Lorsqu’il émergea, le soleil était haut dans le ciel. Udiir se leva et fit jouer ses épaules, il fut heureux de constater l’absence de douleurs musculaires. Son endurance hors du commun lui permettait de forger pendant de longues heures sans s’arrêter, et elle venait encore de faire ses preuves.

Le jeune homme saisit sa nouvelle arme et l’inspecta sous tous les angles. L’acier de la masse était sombre avec des reflets bleus, le marteau avait deux têtes de forme carrée reliées par un bloc compact sur lequel le nom de l’arme était gravé en rune primordiale, la langue des esprits. Sans trop savoir comment Udiir avait gravé le nom de son œuvre dans l’acier avant même de l’avoir terminée. Le nom du marteau était apparu dans son esprit de façon naturelle alors qu’il le forgeait.

GAL’RASH, le briseur de ciel dans la langue primordiale. Fier de son travail, Udiir sourit à pleine dent, il rangea le marteau de guerre à sa ceinture puis se dirigea vers sa cuisine réalisant à quel point il était affamé.

Un copieux déjeuner, composé d'œufs brouillés, de saucisse et de viande séchée grillée, eut tôt fait de rassasier le jeune forgeron.
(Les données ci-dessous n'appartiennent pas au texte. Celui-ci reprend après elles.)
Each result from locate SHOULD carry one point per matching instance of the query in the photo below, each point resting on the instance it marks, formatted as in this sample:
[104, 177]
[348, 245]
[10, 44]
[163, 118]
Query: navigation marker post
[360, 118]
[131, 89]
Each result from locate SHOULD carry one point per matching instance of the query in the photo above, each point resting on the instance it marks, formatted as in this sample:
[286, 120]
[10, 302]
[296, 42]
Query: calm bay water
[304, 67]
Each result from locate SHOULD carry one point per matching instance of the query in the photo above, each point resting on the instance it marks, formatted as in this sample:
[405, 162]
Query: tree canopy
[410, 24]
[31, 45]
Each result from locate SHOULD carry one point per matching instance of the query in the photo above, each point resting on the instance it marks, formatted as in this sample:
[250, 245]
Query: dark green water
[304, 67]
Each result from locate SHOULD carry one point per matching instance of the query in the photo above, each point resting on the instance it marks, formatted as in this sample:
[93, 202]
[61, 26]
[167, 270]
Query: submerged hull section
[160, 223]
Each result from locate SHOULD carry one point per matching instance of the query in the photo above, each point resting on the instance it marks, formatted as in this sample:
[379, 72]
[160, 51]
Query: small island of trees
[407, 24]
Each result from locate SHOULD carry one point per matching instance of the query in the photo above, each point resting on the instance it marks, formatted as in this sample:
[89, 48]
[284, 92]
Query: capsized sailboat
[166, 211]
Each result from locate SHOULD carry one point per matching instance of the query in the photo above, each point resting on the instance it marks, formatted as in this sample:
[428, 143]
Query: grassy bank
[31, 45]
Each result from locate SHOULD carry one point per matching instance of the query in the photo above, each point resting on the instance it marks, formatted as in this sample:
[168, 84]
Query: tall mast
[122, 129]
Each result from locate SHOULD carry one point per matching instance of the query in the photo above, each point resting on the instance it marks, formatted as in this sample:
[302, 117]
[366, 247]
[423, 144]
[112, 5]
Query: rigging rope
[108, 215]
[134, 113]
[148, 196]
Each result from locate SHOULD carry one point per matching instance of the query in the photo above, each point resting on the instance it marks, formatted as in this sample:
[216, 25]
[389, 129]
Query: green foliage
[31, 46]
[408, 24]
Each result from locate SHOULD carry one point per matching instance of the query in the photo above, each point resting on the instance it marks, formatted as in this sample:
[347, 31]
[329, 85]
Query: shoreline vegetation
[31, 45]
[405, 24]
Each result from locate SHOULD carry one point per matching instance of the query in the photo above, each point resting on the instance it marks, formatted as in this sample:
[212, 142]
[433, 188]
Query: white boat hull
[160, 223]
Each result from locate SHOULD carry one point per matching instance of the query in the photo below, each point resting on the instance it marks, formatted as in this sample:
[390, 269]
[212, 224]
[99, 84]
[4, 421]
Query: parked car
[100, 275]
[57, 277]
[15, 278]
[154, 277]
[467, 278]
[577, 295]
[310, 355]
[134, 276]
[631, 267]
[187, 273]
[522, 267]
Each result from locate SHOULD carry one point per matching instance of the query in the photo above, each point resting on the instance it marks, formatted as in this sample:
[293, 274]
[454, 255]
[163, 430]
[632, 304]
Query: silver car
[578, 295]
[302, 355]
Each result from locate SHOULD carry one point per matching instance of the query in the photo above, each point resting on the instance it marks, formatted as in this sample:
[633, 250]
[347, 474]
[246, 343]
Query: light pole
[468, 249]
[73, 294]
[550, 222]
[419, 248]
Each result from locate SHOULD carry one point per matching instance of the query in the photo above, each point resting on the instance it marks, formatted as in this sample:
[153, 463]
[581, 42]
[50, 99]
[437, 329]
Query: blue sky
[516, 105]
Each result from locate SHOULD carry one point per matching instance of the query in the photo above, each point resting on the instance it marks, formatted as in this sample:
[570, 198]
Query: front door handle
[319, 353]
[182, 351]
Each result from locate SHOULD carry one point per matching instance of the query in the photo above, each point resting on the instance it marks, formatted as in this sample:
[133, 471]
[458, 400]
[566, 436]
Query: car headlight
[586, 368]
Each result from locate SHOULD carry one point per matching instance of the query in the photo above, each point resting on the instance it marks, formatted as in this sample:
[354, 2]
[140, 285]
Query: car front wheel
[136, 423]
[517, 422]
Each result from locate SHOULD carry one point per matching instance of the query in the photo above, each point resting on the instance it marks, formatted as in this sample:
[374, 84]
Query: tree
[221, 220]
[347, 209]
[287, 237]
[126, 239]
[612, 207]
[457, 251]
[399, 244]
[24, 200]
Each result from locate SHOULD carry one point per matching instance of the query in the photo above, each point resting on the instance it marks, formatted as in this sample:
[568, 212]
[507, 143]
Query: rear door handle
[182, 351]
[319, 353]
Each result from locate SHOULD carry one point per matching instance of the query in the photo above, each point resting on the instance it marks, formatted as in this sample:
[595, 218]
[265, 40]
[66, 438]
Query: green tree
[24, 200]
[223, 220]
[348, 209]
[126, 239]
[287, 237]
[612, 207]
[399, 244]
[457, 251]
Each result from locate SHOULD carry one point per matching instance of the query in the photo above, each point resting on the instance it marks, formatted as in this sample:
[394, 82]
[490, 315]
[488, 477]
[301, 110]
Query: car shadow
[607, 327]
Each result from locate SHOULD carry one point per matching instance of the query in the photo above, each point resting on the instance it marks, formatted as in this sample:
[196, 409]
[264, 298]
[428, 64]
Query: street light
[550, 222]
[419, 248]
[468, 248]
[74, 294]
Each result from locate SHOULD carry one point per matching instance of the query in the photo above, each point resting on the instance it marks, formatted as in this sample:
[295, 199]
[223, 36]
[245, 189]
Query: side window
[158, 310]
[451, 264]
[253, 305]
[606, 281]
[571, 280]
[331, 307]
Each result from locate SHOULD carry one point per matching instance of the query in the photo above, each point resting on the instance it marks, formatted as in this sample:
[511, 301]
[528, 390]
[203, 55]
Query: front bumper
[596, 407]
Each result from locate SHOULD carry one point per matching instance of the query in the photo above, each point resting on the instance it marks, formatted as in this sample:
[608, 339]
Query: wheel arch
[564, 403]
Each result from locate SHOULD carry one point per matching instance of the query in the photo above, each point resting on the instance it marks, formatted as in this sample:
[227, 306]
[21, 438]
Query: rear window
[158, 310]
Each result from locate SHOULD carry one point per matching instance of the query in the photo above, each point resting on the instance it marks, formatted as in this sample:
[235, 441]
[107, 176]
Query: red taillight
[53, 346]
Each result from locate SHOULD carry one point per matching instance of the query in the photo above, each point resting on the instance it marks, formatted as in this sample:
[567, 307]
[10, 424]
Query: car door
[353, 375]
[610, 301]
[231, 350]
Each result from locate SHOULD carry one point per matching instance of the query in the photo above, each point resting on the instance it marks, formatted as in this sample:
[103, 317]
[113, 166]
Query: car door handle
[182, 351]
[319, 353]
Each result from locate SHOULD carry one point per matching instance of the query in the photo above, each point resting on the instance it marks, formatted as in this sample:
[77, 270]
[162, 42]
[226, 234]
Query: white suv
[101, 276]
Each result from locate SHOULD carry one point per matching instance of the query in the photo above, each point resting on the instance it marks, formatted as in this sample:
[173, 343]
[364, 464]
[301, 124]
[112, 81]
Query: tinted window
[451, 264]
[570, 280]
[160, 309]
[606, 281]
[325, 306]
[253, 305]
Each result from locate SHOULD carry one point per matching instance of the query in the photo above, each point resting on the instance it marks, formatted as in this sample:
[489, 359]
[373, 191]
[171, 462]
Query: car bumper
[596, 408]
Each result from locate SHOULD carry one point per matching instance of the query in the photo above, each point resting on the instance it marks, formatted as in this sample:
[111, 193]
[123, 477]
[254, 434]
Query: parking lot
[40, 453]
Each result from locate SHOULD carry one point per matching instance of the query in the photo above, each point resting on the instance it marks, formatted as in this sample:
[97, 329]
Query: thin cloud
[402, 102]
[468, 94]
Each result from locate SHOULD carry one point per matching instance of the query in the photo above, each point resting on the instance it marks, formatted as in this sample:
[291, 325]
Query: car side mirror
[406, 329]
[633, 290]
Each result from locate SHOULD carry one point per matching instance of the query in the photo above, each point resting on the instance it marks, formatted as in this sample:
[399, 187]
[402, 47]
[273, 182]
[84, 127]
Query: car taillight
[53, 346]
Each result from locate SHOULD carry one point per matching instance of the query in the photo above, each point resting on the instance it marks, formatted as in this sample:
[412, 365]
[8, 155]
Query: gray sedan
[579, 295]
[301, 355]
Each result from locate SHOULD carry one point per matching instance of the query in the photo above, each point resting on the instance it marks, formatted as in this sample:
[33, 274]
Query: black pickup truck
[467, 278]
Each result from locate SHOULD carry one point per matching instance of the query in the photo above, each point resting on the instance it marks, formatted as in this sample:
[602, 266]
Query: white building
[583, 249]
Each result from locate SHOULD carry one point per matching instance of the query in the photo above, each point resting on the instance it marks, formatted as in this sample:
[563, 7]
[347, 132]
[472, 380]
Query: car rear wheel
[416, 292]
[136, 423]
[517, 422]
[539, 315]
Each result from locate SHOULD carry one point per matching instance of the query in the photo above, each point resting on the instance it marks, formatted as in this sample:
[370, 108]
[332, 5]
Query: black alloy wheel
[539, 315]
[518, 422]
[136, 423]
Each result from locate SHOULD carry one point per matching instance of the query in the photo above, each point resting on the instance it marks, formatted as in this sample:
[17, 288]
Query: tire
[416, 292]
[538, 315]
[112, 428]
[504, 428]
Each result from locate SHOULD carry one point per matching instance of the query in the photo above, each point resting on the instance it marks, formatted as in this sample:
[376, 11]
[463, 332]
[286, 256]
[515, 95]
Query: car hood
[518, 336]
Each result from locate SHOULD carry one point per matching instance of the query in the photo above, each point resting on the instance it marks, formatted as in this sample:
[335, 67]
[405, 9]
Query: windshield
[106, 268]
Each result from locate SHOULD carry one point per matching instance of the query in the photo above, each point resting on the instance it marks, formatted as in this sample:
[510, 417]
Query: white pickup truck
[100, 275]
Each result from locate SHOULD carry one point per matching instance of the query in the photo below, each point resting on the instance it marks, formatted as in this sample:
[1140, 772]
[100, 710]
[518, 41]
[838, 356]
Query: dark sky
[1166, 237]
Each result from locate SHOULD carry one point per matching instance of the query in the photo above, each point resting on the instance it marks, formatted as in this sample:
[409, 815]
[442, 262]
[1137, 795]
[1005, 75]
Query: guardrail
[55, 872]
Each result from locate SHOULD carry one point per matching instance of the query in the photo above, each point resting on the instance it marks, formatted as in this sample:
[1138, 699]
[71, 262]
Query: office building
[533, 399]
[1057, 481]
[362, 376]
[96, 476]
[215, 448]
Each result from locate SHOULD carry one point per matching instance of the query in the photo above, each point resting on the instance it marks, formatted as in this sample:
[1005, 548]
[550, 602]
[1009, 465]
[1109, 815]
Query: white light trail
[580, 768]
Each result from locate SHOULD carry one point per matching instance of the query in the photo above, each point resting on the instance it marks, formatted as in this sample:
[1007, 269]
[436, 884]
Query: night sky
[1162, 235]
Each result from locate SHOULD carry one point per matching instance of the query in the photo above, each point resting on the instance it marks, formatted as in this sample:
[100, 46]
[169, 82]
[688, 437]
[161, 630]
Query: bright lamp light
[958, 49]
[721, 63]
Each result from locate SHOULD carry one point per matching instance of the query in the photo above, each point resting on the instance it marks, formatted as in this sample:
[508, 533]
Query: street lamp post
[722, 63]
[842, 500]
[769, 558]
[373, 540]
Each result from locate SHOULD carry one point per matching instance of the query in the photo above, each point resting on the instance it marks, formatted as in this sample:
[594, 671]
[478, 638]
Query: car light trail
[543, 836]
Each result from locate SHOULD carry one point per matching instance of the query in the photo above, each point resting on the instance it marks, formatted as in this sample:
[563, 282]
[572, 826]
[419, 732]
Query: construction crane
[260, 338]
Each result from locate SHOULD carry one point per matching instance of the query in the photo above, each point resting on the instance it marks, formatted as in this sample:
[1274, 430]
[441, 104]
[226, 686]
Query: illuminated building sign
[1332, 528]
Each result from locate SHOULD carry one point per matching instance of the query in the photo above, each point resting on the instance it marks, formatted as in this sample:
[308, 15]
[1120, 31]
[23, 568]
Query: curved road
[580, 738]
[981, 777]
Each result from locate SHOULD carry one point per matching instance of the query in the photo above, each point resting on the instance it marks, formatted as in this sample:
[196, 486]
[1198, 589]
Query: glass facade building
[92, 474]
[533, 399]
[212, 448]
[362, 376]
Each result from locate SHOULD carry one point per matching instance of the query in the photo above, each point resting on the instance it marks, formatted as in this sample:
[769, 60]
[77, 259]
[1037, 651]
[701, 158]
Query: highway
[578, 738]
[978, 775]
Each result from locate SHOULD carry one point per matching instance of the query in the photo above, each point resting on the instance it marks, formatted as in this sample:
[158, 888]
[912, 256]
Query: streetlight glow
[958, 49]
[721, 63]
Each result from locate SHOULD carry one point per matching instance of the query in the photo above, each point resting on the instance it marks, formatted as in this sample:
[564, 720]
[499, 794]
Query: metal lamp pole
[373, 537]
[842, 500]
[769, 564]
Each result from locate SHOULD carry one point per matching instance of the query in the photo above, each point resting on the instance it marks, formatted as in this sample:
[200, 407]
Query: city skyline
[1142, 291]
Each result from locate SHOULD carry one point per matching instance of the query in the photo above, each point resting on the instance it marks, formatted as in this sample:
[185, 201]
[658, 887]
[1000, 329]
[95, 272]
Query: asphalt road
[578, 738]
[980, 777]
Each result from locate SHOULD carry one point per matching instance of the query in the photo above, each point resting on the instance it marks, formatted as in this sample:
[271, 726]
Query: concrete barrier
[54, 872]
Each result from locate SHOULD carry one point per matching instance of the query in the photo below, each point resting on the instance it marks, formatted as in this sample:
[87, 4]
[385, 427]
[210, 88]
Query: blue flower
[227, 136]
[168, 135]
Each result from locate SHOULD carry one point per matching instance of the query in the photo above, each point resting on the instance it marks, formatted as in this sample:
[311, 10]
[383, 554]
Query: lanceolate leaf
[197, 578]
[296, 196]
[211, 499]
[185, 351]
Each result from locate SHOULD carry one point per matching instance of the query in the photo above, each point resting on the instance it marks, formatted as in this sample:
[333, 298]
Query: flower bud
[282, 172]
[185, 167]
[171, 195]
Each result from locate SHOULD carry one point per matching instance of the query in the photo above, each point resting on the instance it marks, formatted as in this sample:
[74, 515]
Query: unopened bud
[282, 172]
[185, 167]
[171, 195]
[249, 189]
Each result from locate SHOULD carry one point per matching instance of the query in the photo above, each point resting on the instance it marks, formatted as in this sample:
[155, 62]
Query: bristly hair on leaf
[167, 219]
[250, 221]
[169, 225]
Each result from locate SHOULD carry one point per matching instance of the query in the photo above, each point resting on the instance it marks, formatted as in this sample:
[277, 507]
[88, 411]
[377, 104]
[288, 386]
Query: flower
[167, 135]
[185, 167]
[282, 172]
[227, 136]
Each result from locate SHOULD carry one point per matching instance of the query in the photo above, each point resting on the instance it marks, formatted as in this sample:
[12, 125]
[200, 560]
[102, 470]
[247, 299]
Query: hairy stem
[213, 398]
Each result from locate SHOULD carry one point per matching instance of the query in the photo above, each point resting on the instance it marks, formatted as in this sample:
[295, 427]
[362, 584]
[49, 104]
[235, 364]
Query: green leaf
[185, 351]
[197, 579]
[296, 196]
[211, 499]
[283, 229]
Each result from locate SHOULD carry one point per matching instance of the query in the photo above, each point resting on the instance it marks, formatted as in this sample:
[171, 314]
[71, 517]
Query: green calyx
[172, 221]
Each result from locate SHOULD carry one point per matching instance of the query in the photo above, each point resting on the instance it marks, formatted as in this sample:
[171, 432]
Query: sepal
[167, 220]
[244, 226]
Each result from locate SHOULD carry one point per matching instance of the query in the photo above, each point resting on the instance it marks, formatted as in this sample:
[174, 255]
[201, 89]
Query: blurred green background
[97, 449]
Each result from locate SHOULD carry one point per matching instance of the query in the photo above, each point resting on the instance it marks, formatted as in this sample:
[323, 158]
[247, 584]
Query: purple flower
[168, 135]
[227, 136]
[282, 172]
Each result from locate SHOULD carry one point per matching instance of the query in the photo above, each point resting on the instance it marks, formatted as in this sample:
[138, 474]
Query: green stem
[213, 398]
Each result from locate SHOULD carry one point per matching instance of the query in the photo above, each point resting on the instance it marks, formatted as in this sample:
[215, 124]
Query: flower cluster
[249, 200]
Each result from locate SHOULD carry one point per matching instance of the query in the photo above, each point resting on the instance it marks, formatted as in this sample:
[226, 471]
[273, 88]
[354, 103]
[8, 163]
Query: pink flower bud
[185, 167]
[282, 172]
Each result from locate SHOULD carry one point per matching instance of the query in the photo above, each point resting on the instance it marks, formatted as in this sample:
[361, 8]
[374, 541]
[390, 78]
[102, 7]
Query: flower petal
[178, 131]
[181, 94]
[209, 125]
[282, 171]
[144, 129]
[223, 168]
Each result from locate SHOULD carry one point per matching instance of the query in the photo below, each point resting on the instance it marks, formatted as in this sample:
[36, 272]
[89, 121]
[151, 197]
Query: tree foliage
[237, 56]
Son repas consommé Udiir retourna dans sa forge, il avait certes une nouvelle arme à présent mais s’il voulait combattre il aurait également besoin d’une armure. Un épais classeur de cuir dans les mains, Udiir l’ouvrit sur son plan de travail et en tira plusieurs schémas. Le jeune forgeron se mit à dessiner puis, quelques minutes plus tard, il avait terminé.

Une grande pièce de cuir et une de maille ainsi que quelques morceaux de plaque dans les mains Udiir découpa, cloua, perça et cousit le tout. Ce travail lui prit toute l’après- midi, à la fin, le soleil descendait vers l’occident. Udiir enfila son nouvel équipement pour s’assurer qu’il ne s’était pas trompé dans les mesures. Le plastron était fait de maille, renforcée avec des pièces de cuir greffé au niveau des côtes et de la taille. L’emblème de l’ours, propre au jeune forgeron, était cousu en relief au centre du torse. Le pantalon était en cuir renforcé avec le la maille et de la plaque au niveau des genoux. Les bottes et les gantelets étaient de cuir renforcé avec de la plaque, les gants laissaient libres les dernières phalanges des mains.

Plus que satisfait du résultat Udiir voulut retirer son armure, mais alors qu’il dégrafait son plastron une violente douleur lui transperça le crâne. Le jeune homme s’écroula au sol, les esprits de la terre lui envoyèrent un flot d'images : une horde de démons et de guerrières en armure orné d’une lune rouge sang. Il les sentait se déplacer comme si son corps était la terre elle-même, l’armée se déplaçait vers l’est, en longeant la vallée à l’est, fonçant droit sur le front nord- est et les forces alliées.